Can you even work out how to cast the curse if you aren't doing it in the heat of passion? A vengeful ogress can curse a princess to have to disenchant a sleeping prince to ever marry again, and so require a quest, but if the princess's fairy godmother realizes that her mother and father are spoiling her rotten, and they keep her out so she can have no influence on the girl's character, and there is a grave danger she will be a wicked and miserable queen, being a blight on the land until her subjects rise up and drive her out, at which point she will be lucky to be eaten by wild animals -- can the fairy godmother devise a spell that will remove her from their influence quickly enough? Which, since neither she nor they want it, is going to look enough like a curse that it's quibbling to question whether it is. Still, do her good intentions make it a different and probably more difficult spell?
Some forms of curses are more ambiguous. When the young prince laughs at an ogress, and the ogress curses the prince to be unable to marry anyone but Rose-Red-Lily-White, she's acting as a plot device. The same effect can be achieved by having him dream of the lovely lady. Or go into a room of stained glass windows to pick his bride, and to curiously pull aside the curtain of the one covered window.

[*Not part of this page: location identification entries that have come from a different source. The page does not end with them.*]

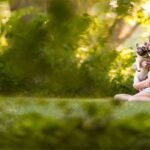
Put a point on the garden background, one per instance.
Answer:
(60, 60)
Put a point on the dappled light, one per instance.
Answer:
(61, 63)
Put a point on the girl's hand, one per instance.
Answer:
(145, 64)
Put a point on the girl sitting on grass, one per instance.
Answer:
(144, 94)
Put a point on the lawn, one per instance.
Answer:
(43, 123)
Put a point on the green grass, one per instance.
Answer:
(29, 122)
(49, 106)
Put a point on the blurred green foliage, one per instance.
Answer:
(70, 52)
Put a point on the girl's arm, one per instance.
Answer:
(145, 83)
(142, 84)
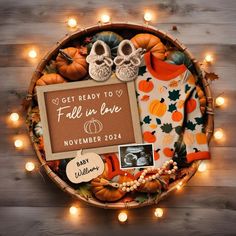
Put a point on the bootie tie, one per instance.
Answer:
(100, 61)
(127, 61)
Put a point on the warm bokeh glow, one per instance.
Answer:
(73, 210)
(29, 166)
(72, 22)
(158, 212)
(147, 16)
(18, 143)
(202, 167)
(209, 58)
(220, 101)
(122, 217)
(105, 18)
(14, 117)
(32, 53)
(218, 134)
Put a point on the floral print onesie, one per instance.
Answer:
(169, 106)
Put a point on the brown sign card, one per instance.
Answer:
(88, 115)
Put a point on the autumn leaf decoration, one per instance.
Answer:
(172, 107)
(211, 76)
(166, 128)
(174, 95)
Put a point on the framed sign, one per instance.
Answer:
(88, 115)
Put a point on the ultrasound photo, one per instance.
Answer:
(136, 156)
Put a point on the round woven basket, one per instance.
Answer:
(129, 27)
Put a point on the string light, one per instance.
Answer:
(73, 210)
(202, 167)
(208, 58)
(18, 143)
(14, 117)
(218, 134)
(179, 186)
(29, 166)
(147, 16)
(105, 18)
(72, 22)
(32, 53)
(122, 217)
(220, 101)
(158, 212)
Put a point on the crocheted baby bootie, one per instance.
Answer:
(127, 61)
(100, 61)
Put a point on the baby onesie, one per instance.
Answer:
(169, 106)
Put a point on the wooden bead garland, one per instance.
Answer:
(132, 185)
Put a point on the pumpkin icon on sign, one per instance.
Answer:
(93, 126)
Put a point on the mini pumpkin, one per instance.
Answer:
(149, 137)
(71, 64)
(151, 43)
(188, 138)
(93, 126)
(52, 78)
(158, 108)
(191, 105)
(110, 38)
(201, 138)
(105, 192)
(154, 186)
(177, 116)
(178, 58)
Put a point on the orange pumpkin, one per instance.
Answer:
(156, 154)
(105, 192)
(47, 79)
(154, 185)
(191, 105)
(151, 43)
(168, 152)
(167, 139)
(158, 108)
(149, 137)
(146, 85)
(177, 116)
(202, 99)
(188, 138)
(71, 64)
(201, 138)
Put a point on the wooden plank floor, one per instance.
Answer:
(30, 204)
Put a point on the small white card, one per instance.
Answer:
(84, 167)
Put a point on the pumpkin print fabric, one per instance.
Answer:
(170, 107)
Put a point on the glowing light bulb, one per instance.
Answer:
(158, 212)
(72, 22)
(14, 117)
(32, 53)
(147, 16)
(208, 58)
(179, 186)
(220, 101)
(18, 143)
(73, 210)
(202, 167)
(29, 166)
(105, 18)
(122, 217)
(218, 134)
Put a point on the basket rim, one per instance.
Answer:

What if she just aroused his curiosity so much that he can't stand the idea of marrying a bride less marvelous in nature?
What if his father descends on his fairy godmother in a rage demanding that she remove the curse? And she can't persuade him that it's not a curse?
What, after all, is a curse?



It is weird, I've got some sorry of mental model of a "curse", vs. some other spell, in my head ... but difficult to put it into words. I think maybe there are five things:
1. The curser: a person initiated the curse *with cause*. Even if the curse is now carried about in some object, at one point a person was responsible. And they didn't just do it randomly, because ...
2. The cause: a curse is a response to something. You can't just skip around flinging off curses one summer's morning. The curse has to be justified, even if that logic is a little twisted, according to ...
3. The power: ultimately, a curse draws it's power from some external source. Probably something divine, or maybe a sort of twisted karma. But it's not powered solely by the curser, and that matters because ...
4. The long, slow, drip of consequences: the curse doesn't come out with a bang. Probably nothing happens at first. Maybe an uneasy feeling, maybe nothing at all. But then things start going wrong, and they don't stop. The curse operates for years at a minimum, maybe millennia. To address the curse ...
5. The cure: must be addressing the root cause. The power behind the curse is probably untouchable, maybe baked into the very fabric of the universe. The curse can only be resolved by addressing the original grievance.
I guess I expect a curse to be twisted karma personified.
I have plenty of magic spells used in my series, but only one I call a curse. It is actually a series of spells that are put together to curse everyone in a village to die off five a day (through a one-day illness) AND any group that enters it gets cursed AND any group leaving the village will die off five a day on top of it. To get the curse off a person, they must leave the village and get magical healing.
There are more complications to it (such as how it remains powered), but the gist is that it is a curse mostly because it is evil/nasty, remains active (to attack others who step into the cursed area), and follows the cursed people around - not a one-time attack. None of my readers had any issues referring to it as a curse.